SFTP/FTP to BigQuery: 2 Easy Methods

on Data Integration • February 11th, 2020 • Write for Hevo

Many businesses generate data and store it in the form of a file. However, the data stored in these files can not be used as it is for analysis. Given data is now the new oil, businesses need a way to move data into a database or data warehouse so that they can leverage the power of a SQL-like language to answer their key questions in a matter of seconds. This article talks about loading the data stored in files on FTP to BigQuery Data Warehouse. 

Table of Contents

Introduction to FTP

FTP stands for File Transfer Protocol, which is the standard protocol used to transfer files from one machine to another machine over the internet. When downloading an mp3 from the browser or watching movies online, have you encountered a situation where you are provided with an option to download the file from a specific server? This is FTP in action. 

FTP is based on a client-server architecture and uses two communication channels to operate: 

  1. A command channel that contains the details of the request
  2. A data channel that transmits the actual file between the devices

Using FTP, a client can upload, download, delete, rename, move and copy files on a server. For example, businesses like Adobe offer their software downloads via FTP.

Introduction to Google BigQuery

Bigquery is a NoOps (No operations) data warehouse as a service provided by Google to their customers to process over petabytes of data in seconds using SQL as a programming language. BigQuery is a cost-effective, fully managed, serverless, and highly available service.

Since Bigquery is fully managed, it takes the burden of implementation and management off the user, making it super easy for them to focus on deriving insights from their data. 

You can read more about the features of BigQuery here.

Moving Data from FTP Server To Google BigQuery

There are two ways of moving data from FTP Server to BigQuery:

Method 1: Using Custom ETL Scripts to Move Data from FTP to BigQuery

To be able to achieve this, you would need to understand how the interfaces of both FTP and BigQuery work, hand-code custom scripts to extract, transform and load data from FTP to BigQuery.
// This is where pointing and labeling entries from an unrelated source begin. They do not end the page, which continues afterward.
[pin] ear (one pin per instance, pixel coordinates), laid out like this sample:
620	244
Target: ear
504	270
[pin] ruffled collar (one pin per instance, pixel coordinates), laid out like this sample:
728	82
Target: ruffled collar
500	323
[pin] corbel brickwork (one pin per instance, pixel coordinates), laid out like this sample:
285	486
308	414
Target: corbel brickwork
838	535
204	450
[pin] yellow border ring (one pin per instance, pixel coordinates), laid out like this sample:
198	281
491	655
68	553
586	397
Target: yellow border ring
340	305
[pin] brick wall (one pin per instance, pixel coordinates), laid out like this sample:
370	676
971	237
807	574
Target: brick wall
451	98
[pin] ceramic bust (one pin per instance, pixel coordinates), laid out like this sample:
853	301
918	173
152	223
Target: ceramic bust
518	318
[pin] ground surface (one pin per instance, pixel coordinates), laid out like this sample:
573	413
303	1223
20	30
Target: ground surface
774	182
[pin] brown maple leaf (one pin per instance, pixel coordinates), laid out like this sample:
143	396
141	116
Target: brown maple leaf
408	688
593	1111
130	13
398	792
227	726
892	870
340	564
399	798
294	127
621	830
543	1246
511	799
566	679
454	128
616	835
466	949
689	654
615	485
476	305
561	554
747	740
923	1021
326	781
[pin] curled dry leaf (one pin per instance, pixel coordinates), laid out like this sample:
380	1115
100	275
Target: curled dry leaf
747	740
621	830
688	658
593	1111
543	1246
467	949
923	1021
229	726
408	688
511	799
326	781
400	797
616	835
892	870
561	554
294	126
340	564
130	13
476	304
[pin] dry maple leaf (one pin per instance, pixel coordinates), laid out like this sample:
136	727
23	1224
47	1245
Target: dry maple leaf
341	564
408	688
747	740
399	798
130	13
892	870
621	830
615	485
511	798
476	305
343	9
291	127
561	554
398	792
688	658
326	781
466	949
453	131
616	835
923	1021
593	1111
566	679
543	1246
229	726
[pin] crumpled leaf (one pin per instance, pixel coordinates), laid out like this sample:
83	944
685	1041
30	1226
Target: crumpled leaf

This would need you to deploy tech resources.

Method 2: Using Hevo Data to Move Data from FTP to BigQuery

The same can be achieved using a no-code data integration product like Hevo Data. Hevo is fully managed and can load data in real-time from FTP to BigQuery. This will allow you to stop worrying about data and focus only on deriving insights from it.

Get Started with Hevo for Free

This blog covers both approaches in detail. It also highlights the pros and cons of both approaches so that you can decide on the one that suits your use case best.

Methods to Move Data from FTP to BigQuery

These are the methods you can use to move data from FTP to BigQuery in a seamless fashion:

Method 1: Using Custom ETL Scripts to Move Data from FTP to BigQuery

The steps involved in loading data from FTP Server to BigQuery using Custom ETL Scripts are as follows:

Step 1: Connect to BigQuery Compute Engine

  1. Download the WINSCP tool for your device.
  2. Open WinSCP application to connect to the Compute Engine instance.
  3. In the session, the section select ‘FTP’ as a file protocol. 
  4. Paste external IP in Host Name. 
  5. Use key-comment as a user name. Lastly, click on the login option.

Step 2: Copy Files from Your FTP Server

On successful login, copy the file to VM.

Step 3: Load Data into BigQuery using BQ Load Utility

(In this article we are loading a “.CSV” file)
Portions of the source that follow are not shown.